Trichet jeszcze w listopadzie publicznie wyrażał obawy przed planem rządu Tuska polegającym na wejściu Polski do korytarza walutowego ERM2 bez zmiany konstytucji i bez porozumienia między PO, PiS, prezydentem i NBP.
"Możemy mówić, że idziemy do ERM2 bez tych zmian właśnie dlatego, że premier przekonał prezesa Europejskiego Banku Centralnego" - zapewnia rozmówca "Dz" z władz PO. Jeden z uczestników narad u premiera w sprawie euro przyznaje jednak szczerze: "Kłopot wciąż w tym, że Euroland jakoś szczególnie nas nie zaprasza do swojego ekskluzywnego klubu".

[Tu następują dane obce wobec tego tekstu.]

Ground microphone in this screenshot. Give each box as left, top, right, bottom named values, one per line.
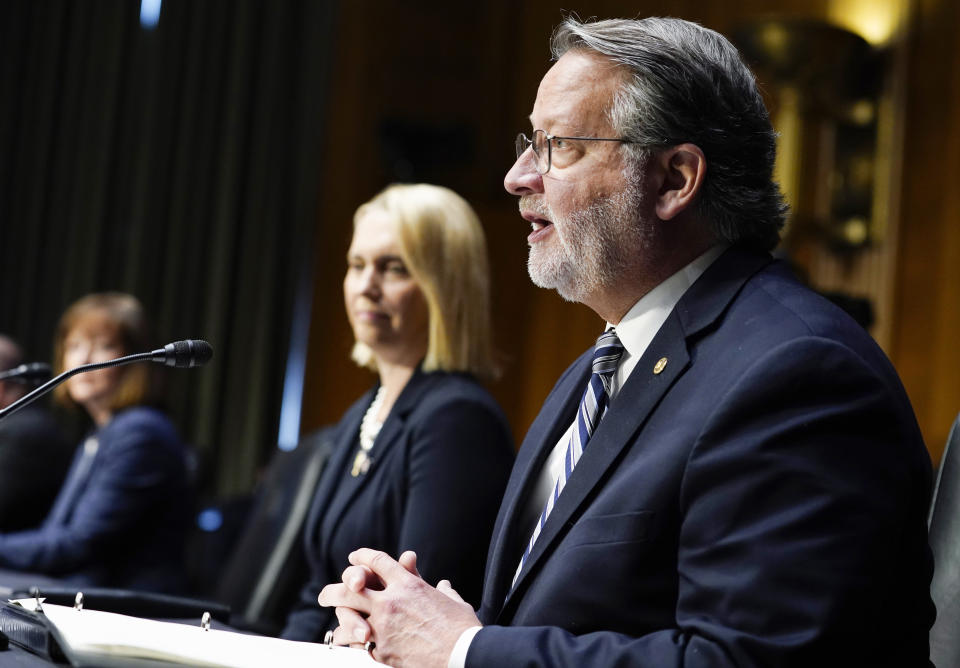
left=0, top=339, right=213, bottom=420
left=0, top=362, right=50, bottom=383
left=148, top=339, right=213, bottom=369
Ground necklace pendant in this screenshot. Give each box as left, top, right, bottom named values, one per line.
left=350, top=450, right=370, bottom=478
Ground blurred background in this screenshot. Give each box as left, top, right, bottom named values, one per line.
left=0, top=0, right=960, bottom=506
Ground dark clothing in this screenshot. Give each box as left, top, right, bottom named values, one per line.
left=283, top=371, right=514, bottom=640
left=467, top=248, right=934, bottom=668
left=0, top=407, right=193, bottom=593
left=0, top=404, right=73, bottom=531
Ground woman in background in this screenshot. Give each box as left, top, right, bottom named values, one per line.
left=0, top=293, right=192, bottom=593
left=283, top=184, right=514, bottom=641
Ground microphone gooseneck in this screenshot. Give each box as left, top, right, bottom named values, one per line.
left=0, top=339, right=213, bottom=420
left=0, top=362, right=50, bottom=383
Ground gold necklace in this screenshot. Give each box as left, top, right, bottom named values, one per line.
left=350, top=385, right=385, bottom=478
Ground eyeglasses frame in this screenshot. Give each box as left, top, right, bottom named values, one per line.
left=514, top=130, right=637, bottom=176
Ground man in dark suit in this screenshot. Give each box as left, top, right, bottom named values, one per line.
left=0, top=334, right=73, bottom=531
left=320, top=19, right=934, bottom=667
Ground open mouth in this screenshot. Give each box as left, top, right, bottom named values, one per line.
left=520, top=211, right=553, bottom=243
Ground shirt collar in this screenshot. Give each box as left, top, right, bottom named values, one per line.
left=607, top=244, right=727, bottom=359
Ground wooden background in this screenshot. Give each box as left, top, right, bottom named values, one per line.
left=301, top=0, right=960, bottom=468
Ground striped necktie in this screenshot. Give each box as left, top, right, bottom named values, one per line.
left=510, top=329, right=623, bottom=588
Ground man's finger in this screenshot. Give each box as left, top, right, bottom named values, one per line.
left=340, top=566, right=383, bottom=592
left=317, top=582, right=370, bottom=614
left=348, top=547, right=410, bottom=585
left=397, top=550, right=421, bottom=578
left=333, top=608, right=373, bottom=645
left=437, top=580, right=466, bottom=603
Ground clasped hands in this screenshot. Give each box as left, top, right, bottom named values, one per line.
left=317, top=548, right=480, bottom=668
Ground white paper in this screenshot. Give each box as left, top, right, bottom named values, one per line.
left=8, top=599, right=383, bottom=668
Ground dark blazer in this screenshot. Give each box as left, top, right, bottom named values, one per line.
left=467, top=249, right=934, bottom=668
left=283, top=370, right=514, bottom=640
left=0, top=407, right=193, bottom=593
left=0, top=404, right=73, bottom=531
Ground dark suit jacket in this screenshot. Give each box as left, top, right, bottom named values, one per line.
left=0, top=407, right=192, bottom=593
left=0, top=404, right=73, bottom=531
left=283, top=371, right=514, bottom=640
left=467, top=249, right=934, bottom=668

To nie koniec kłopotów rządu. Do tego dochodzi wciąż niestabilny i bardzo niski kurs złotego wobec euro. Mimo to plany są coraz bardziej śmiałe. "Rozmawiamy o wejściu do ERM2 w pierwszych dniach maja tego roku" - zdradza bliski współpracownik premiera. Co, jeśli do tego czasu kurs złotego się nie ustabilizuje? "To wtedy będzie masakra" - przyznaje rozmówca "Dziennika".